SENSITIVE_FIELDS = [
    'user_profile.basic_info.email',
    'user_profile.basic_info.phone',
    'career_objectives.financial'
]

def sanitize_for_sharing(kb_data):
    """Remove sensitive data before sharing"""
    sanitized = deepcopy(kb_data)
    for field_path in SENSITIVE_FIELDS:
        remove_nested_field(sanitized, field_path)
    return sanitized

Access Control

def check_permissions(assistant_id, operation, field):
    config = load_system_config()
    permissions = config['knowledge_base_permissions'][assistant_id]
    
    if operation == 'read':
        return field in permissions['read']
    elif operation == 'write':
        return field in permissions['write']
    return False

Error Handling

Error handling protocols are defined in the system configuration file (ai_assistants_system_config.json) under the knowledge_base_operations section. All AI assistants reference these protocols directly from the system configuration.
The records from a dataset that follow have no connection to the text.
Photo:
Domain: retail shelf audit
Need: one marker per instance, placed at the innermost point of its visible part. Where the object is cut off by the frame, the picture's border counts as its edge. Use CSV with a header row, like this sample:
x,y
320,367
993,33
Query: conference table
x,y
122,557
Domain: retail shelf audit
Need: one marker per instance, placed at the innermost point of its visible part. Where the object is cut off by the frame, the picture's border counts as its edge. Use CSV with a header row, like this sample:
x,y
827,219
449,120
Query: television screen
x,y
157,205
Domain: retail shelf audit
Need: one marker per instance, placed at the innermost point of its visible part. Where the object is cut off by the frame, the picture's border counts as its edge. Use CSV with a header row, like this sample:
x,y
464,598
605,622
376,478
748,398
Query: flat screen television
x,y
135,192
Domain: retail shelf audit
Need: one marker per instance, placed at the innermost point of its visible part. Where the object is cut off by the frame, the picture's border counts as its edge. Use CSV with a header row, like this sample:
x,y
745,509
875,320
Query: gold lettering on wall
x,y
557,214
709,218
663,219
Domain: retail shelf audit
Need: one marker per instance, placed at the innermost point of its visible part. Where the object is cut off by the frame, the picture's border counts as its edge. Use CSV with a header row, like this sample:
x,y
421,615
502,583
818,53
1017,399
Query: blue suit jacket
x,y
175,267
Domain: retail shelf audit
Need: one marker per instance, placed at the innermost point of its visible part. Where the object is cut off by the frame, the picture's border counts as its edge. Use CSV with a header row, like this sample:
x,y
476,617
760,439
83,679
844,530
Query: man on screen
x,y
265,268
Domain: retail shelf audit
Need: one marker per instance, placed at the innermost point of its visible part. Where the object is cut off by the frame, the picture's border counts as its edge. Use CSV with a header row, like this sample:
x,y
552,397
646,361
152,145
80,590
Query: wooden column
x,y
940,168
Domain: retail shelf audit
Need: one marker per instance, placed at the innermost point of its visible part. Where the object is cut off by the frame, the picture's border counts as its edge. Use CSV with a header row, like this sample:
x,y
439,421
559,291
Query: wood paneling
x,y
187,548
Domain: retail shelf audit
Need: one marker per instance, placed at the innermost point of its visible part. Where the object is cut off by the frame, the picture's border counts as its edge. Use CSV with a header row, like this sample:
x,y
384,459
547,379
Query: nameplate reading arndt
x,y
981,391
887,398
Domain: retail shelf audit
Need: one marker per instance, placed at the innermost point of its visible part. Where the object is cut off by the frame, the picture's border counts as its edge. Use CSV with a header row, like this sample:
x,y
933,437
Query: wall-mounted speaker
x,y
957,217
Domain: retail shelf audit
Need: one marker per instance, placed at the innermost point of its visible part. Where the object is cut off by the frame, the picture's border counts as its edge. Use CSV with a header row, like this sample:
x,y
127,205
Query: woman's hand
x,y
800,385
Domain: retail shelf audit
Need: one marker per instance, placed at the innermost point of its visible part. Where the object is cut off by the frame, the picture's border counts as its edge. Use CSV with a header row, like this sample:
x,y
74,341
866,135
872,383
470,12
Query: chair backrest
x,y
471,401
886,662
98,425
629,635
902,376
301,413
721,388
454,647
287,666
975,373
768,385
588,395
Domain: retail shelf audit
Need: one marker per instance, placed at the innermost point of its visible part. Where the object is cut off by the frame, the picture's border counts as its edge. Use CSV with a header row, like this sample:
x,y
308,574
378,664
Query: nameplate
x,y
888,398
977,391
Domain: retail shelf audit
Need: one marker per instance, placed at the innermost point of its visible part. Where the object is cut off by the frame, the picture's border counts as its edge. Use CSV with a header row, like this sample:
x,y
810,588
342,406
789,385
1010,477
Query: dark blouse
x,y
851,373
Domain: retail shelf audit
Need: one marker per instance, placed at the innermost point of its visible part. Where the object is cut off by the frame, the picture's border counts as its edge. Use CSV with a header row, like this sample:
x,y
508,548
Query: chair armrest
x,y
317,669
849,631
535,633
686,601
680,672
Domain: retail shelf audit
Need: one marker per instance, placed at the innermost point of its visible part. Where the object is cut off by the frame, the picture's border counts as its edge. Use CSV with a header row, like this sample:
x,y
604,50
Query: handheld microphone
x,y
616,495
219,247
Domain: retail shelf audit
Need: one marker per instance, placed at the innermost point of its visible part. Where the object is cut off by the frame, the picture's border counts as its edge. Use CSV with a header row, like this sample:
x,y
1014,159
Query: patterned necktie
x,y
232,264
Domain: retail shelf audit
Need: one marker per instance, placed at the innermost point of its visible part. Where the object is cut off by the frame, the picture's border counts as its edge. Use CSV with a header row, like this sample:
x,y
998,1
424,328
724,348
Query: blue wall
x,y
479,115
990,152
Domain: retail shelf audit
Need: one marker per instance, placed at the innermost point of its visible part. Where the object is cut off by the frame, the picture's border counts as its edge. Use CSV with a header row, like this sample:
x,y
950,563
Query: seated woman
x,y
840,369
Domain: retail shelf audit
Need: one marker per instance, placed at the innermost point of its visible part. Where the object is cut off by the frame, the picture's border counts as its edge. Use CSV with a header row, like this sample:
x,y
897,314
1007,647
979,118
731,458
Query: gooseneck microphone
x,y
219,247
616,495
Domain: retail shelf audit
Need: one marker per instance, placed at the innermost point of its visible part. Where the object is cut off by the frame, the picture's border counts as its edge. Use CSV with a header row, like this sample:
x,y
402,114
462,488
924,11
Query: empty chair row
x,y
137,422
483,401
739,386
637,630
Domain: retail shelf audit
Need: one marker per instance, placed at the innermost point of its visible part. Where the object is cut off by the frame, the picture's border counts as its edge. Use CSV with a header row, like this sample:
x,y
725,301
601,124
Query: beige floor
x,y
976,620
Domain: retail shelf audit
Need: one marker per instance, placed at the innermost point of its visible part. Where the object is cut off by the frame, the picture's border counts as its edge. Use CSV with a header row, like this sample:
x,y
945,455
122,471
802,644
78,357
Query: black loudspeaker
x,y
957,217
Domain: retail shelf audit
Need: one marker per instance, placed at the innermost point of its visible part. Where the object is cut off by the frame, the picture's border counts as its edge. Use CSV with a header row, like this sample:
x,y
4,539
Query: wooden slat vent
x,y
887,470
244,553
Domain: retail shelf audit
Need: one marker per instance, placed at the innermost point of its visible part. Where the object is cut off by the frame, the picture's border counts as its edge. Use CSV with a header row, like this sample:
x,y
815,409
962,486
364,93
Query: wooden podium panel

Key error scenarios handled:

  • File not found
  • Invalid JSON format
  • Permission errors
  • Generic errors

All knowledge base modifications require explicit user approval as defined in the system configuration.

Deployment Architectures

Single User (Local)

User Machine
├── job_search_knowledge_base.json (git-ignored)
├── ai_assistants_system_config.json (version controlled)
└── AI Platform Sessions (ephemeral)

Multi-User (Cloud)

Cloud Storage (User-Specific)
├── users/
│   ├── user_001/kb.json
│   ├── user_002/kb.json
│   └── ...
└── shared/
    └── system_config.json (cached globally)

Enterprise Deployment

class KnowledgeBaseService:
    def __init__(self, storage_backend):
        self.storage = storage_backend  # S3, Azure, GCS
        self.cache = Redis()
        
    async def get_user_kb(self, user_id):
        # Check cache first
        if cached := self.cache.get(f"kb:{user_id}"):
            return json.loads(cached)
        
        # Load from storage
        kb = await self.storage.get(f"users/{user_id}/kb.json")
        self.cache.set(f"kb:{user_id}", json.dumps(kb), ex=3600)
        return kb

Monitoring and Debugging

Audit Logging

def log_kb_operation(user_id, assistant_id, operation, field):
    log_entry = {
        'timestamp': datetime.now().isoformat(),
        'user_id': user_id,
        'assistant_id': assistant_id,
        'operation': operation,
        'field': field
    }
    append_to_audit_log(log_entry)

Common Issues

Issue Cause Solution
Missing fields Incomplete workflow Run missing assistant stages
Permission denied Wrong assistant Check permission matrix
Validation errors Schema mismatch Update to latest version
Sync conflicts Concurrent edits Use timestamp-based merge

Best Practices

For System Administrators

  1. Version Control: Keep system config in git
  2. Backup Strategy: Regular snapshots of user KBs
  3. Migration Planning: Version upgrade paths
  4. Monitoring: Track usage and errors

For Developers

  1. Atomic Updates: Write complete sections
  2. Validation First: Check before writing
  3. Graceful Degradation: Handle missing KB
  4. Clear Errors: User-friendly messages

For Data Engineers

  1. Schema Evolution: Backward compatibility
  2. Data Pipeline: ETL for analytics
  3. Privacy Compliance: GDPR/CCPA considerations
  4. Performance: Optimize for read-heavy workload

API Reference

Core Functions

load_knowledge_base(path: str) -> dict
save_knowledge_base(path: str, data: dict) -> bool
validate_schema(data: dict) -> bool
check_permissions(assistant: str, op: str, field: str) -> bool
merge_updates(base: dict, updates: dict) -> dict

Error Codes

  • KB001: File not found
  • KB002: Invalid JSON
  • KB003: Schema validation failed
  • KB004: Permission denied
  • KB005: Merge conflict

For implementation examples, see the system prompts in AI_assistants/ directory.